All those things and more are true, The Bahamas does stand out. We probably grab more headline ink than a little country with less population than the city of Fort Lauderdale would appear to deserve.
But there is a reason. The place is never boring and we always seem to have a connection with something trending or troubling elsewhere. Here are a few moments from this week alone that reminded me of the almost bizarre-like prominence of this little string of sun-kissed islands.
On Thursday, the phone rang. It was Mike Sands (as in BAAAs Mike Sands). Is it urgent? I asked. I’m on a zoom call. “Yes,” he said. “I’m on the phone with the Irish press and they need the name of the survivor of the Munich Massacre and I told them there was only one person I could call in all the world who would know it.”
“Dan Alon,” I told him, “He died a few years ago. Why?” I asked. “Because,” Mike said, “next week marks 50 years since the event, since the massacre.”
How quickly we forget, not the massacre itself but the Bahamian Olympic team’s role in saving the few survivors, including Alon who never knew who it was who saved him until one night in 2015 when he was speaking in Nassau. He told of the gunshots, the screams, the terror, the narrow escape, jumping a fence in the pitch black of night, of pounding on a door in the Olympic village, being let in and at first, not understood, then hidden - at great risk to those who did so.
He told of going to the Olympics hoping to take home medals in fencing, instead taking home the bodies of nine teammates in coffins. He did not know who saved him until that moment 33 years later at a speaking event at the Melia when as emcee, I choked back tears, took the microphone and said, “Mr. Alon, the men who saved you that night in 1972 are in the front row. They were the Bahamian team and they are here tonight.”
Sands came up on stage along with Dr Timothy Barrett. The audience cried and laughed and clapped and rose to their feet.
It is little wonder that The Bahamas grabs the headlines it does. It isn’t just a place. It’s the Bahamian people.
It was a week filled with reminders.
A day after the call about the September 5 massacre at Munich by Palestinians, the whatsapp on my phone is blowing up. It’s Bahamas Speed Week Revival organiser and former race car driver David McLaughlin sending photo after photo of famous race car drivers at the Formula 1 Grand Prix in Belgium holding last week’s Tribune with a column on karting in The Bahamas. In interviews, they are talking about the importance of karting, the famed two-time F1 World Champion and Indy 500 winner Emerson Fittipaldi calling Karting “the best exercise, the best training you can get” for F1. Long-time champion Lewis Hamilton started in karting.

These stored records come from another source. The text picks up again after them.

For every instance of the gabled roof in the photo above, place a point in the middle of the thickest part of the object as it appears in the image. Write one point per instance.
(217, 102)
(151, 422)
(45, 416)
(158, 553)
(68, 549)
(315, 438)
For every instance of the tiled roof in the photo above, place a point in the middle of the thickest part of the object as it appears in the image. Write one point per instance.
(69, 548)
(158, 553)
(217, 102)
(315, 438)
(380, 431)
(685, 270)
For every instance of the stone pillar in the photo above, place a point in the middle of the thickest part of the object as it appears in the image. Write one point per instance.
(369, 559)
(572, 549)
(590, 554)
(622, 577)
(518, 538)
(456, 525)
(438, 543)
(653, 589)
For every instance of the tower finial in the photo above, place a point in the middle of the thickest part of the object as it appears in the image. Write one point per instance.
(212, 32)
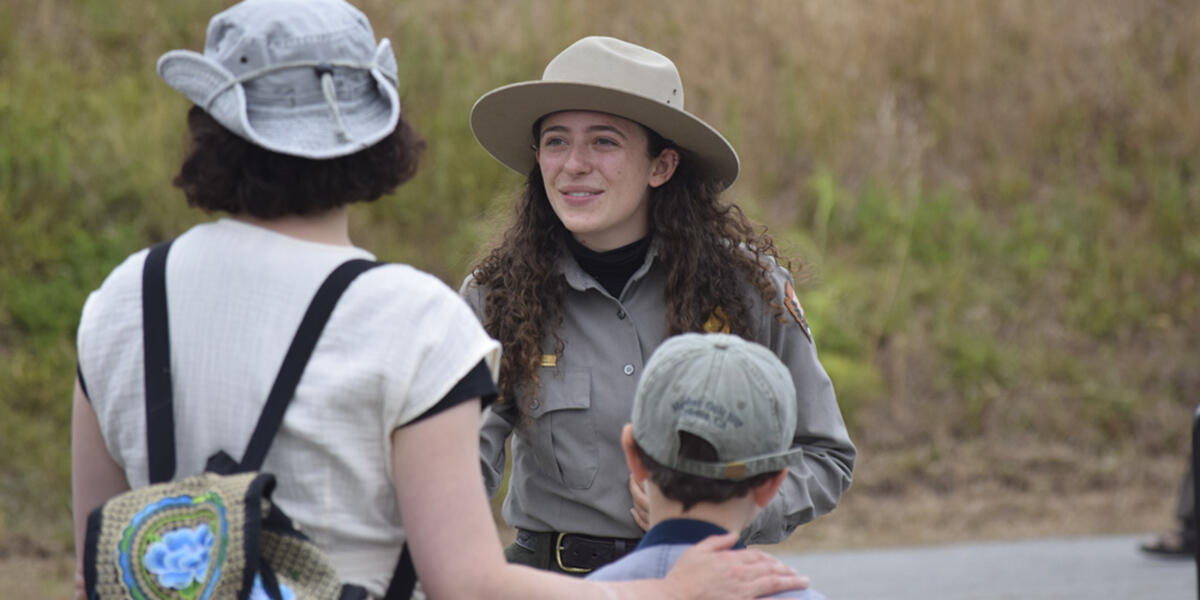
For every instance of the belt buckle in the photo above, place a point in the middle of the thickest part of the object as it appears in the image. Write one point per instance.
(558, 557)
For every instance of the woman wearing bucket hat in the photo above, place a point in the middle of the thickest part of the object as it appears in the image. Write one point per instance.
(621, 240)
(297, 115)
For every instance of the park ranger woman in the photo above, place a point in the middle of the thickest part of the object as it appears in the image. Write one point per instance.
(621, 240)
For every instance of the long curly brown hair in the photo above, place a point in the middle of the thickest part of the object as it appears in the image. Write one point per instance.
(708, 247)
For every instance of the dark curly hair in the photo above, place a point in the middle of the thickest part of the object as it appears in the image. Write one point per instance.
(708, 247)
(223, 172)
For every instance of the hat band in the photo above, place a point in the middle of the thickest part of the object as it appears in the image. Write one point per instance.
(324, 70)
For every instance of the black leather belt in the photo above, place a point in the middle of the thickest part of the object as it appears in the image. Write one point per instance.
(576, 553)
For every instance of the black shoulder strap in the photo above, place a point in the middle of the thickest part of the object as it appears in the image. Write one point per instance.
(297, 358)
(160, 417)
(156, 353)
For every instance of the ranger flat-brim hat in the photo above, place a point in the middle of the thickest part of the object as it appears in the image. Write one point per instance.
(607, 76)
(297, 77)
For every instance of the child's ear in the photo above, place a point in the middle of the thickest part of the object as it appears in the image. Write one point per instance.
(766, 491)
(635, 462)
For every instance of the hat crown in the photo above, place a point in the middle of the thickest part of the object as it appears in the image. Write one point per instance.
(619, 65)
(257, 34)
(733, 394)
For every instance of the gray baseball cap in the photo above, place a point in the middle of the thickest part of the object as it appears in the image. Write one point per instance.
(733, 394)
(297, 77)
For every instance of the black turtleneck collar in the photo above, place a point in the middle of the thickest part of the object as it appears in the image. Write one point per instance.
(611, 268)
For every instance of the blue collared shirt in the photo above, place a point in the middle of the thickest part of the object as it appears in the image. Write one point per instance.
(661, 546)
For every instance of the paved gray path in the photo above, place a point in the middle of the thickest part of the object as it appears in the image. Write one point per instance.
(1059, 569)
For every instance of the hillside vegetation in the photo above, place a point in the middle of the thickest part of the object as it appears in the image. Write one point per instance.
(996, 205)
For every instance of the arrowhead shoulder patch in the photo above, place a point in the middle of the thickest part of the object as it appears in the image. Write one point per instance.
(793, 306)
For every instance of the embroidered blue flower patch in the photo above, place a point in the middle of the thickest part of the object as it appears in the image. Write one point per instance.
(181, 557)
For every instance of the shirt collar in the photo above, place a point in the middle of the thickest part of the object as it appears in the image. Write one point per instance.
(681, 531)
(579, 279)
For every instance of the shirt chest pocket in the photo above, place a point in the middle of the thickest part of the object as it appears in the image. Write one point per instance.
(564, 427)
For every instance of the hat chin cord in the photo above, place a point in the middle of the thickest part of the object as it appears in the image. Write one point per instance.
(324, 70)
(327, 87)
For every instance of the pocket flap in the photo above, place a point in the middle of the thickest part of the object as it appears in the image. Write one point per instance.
(562, 389)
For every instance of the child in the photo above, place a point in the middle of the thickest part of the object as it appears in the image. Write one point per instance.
(711, 442)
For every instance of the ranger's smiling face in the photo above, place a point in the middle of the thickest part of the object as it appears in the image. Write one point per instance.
(598, 175)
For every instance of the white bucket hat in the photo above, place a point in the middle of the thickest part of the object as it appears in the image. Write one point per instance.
(297, 77)
(609, 76)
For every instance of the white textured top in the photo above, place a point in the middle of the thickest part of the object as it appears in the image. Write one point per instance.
(397, 341)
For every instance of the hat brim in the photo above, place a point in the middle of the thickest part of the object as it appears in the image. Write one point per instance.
(303, 131)
(502, 121)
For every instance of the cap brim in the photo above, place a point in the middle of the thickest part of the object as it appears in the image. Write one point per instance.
(502, 121)
(298, 131)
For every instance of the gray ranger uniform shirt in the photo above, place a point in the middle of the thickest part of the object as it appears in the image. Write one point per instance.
(569, 473)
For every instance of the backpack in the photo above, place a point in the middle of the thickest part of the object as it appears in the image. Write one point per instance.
(217, 534)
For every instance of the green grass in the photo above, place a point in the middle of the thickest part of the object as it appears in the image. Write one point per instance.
(1000, 209)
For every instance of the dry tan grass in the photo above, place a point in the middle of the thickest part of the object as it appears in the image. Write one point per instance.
(1003, 102)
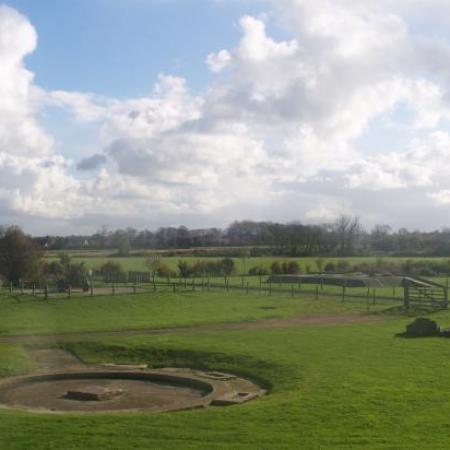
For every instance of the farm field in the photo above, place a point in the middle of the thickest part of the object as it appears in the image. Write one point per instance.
(334, 383)
(94, 259)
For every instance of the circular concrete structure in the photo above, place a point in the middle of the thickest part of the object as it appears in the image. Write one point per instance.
(97, 390)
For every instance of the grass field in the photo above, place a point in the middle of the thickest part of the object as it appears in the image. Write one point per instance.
(94, 259)
(333, 385)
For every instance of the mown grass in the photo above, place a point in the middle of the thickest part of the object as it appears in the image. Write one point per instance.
(95, 259)
(333, 387)
(28, 315)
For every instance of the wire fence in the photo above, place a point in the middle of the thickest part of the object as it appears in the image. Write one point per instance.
(370, 294)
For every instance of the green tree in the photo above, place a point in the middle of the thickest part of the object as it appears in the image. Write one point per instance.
(19, 255)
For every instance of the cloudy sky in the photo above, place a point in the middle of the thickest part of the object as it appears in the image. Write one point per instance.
(198, 112)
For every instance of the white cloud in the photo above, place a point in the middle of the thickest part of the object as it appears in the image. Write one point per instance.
(284, 114)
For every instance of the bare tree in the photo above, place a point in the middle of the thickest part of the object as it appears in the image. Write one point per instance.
(347, 229)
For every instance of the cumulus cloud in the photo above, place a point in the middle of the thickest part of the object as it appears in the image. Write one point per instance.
(283, 115)
(92, 162)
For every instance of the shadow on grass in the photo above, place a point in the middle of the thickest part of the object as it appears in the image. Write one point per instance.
(412, 311)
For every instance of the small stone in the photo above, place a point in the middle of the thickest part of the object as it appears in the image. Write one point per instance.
(93, 394)
(422, 327)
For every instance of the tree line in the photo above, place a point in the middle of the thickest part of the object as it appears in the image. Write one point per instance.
(343, 237)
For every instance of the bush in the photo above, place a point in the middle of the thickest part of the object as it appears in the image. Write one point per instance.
(276, 268)
(343, 266)
(258, 270)
(291, 268)
(112, 272)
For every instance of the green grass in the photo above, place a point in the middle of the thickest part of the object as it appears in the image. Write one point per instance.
(332, 387)
(94, 259)
(14, 360)
(26, 315)
(335, 387)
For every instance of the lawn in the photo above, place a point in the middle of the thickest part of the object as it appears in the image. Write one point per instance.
(27, 315)
(353, 386)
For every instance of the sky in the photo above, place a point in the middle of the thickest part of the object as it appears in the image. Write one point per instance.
(151, 113)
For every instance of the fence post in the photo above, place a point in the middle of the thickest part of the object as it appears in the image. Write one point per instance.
(406, 294)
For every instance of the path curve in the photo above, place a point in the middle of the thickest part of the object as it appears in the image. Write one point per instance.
(288, 322)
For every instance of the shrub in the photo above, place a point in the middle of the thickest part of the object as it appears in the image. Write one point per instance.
(258, 270)
(276, 268)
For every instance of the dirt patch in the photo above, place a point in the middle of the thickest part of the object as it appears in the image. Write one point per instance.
(259, 324)
(166, 389)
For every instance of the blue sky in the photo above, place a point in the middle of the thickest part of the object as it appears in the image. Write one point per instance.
(118, 47)
(147, 113)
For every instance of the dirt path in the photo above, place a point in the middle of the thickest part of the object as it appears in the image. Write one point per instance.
(260, 324)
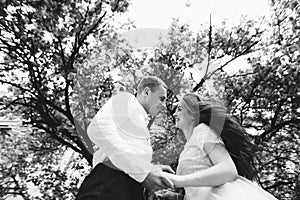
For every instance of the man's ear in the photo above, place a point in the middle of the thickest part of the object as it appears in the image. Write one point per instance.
(147, 90)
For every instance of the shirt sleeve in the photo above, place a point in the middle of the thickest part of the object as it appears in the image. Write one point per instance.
(120, 130)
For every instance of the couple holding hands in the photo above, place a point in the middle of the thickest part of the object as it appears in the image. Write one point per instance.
(217, 162)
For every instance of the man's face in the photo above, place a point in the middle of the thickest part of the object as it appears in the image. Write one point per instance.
(156, 100)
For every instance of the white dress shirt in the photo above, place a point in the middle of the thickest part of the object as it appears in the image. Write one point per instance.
(120, 131)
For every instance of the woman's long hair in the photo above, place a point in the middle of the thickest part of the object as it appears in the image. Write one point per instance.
(234, 136)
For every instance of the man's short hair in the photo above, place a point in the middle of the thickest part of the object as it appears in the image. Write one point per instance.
(152, 82)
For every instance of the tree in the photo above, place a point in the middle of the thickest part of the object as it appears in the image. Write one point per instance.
(265, 99)
(41, 42)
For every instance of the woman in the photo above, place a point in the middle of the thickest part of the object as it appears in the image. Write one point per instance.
(217, 162)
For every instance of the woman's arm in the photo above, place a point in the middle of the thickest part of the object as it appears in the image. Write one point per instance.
(222, 171)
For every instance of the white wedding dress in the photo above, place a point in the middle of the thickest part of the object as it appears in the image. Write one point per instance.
(193, 158)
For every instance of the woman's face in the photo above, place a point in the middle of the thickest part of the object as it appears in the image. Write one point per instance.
(183, 117)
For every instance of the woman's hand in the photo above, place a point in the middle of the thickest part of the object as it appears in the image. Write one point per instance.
(168, 195)
(176, 179)
(166, 168)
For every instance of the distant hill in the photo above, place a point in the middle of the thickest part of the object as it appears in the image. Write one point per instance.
(144, 38)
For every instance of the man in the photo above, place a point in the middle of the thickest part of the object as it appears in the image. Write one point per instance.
(122, 165)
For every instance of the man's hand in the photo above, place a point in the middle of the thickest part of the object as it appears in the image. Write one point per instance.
(166, 168)
(157, 180)
(168, 195)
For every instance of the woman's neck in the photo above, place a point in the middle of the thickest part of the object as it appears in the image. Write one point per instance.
(188, 131)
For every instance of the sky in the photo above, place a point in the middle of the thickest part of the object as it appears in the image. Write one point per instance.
(159, 13)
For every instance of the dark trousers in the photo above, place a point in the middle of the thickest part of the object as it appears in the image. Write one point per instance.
(105, 183)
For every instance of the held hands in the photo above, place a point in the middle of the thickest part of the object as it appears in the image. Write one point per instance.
(166, 168)
(176, 180)
(168, 195)
(157, 180)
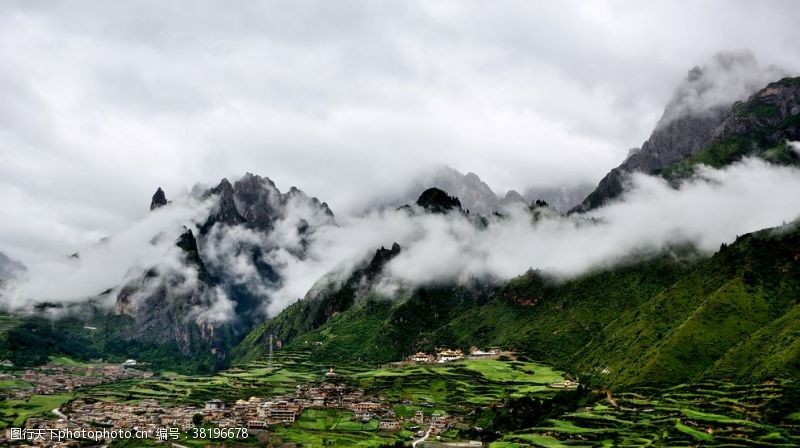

The Bahamas is where karting competition began, the first championships were held on a course at Oakes Field in 1959 and now more than six decades later, Mohammed Ben Sulayem the president of the FIA, the governing body of all motor sport, tells McLaughlin he is making a personal commitment to “bring karting home”.
How many other reminders were there this week, tributes to Dorian victims still reeling in the tragedy that forever changed their worlds, a tribute to Shirley Bass Hall who gave us so much and left the stage of life too soon. There were the remarkable performances by Shaunae Miller-Uibo and Steve Gardiner at NACAC and meantime, the Royal Bahamas Police Force got a large cake from the group of youngsters they helped during the karting camp. Thank you, it said, with strawberries and candies around the edges and a marzipan image of two karts. It’s not often the police get a thank you cake from a group of teens, but then, as we said in the beginning, this is an amazing place.
Indeed it is.
Current Formula 1 world champion Max Verstappen, in Belgium for the Formula 1 Grand Prix, holds a copy of the August 16 Tribune with a full page on karting. And, says the man they call the Boy from Brazil, the one and only, the 2-time Formula 1 World Champion, Indy 500 winner, Emerson Fittipaldi, go karting is the best exercise before Formula 1 and for motor sport.
A MEMORY OF DIANA FOUND IN NASSAU
WITH attention once again on Princess Diana on the 25th anniversary of her tragic death this week, it was a surprise to find a rare piece of memorabilia in Nassau. I happened upon it when I wandered into the most fascinating store in Nassau, A Baker & Sons. There on the overcrowded shelves of the packed floor to ceiling shop on the southeast corner of Bay and Frederick Street was a photo of the young prince and his about to be bride.
The hardback cover book name simply Royal Wedding published in 1981 was filled with rich, full-colour images. It stood out from its place on the shelves, squeezed in behind a colourful array of tiny children’s shoes and in front of dozens of plastic containers filled to the brim with everything from cotton undershirts to caps and long johns. There is no other store like A Baker & Sons, thankfully caught in a time warp when life was simpler, needs for “dry goods” were clearly defined and the Royal Wedding lifted spirits around the world regardless of how you felt about the monarchy.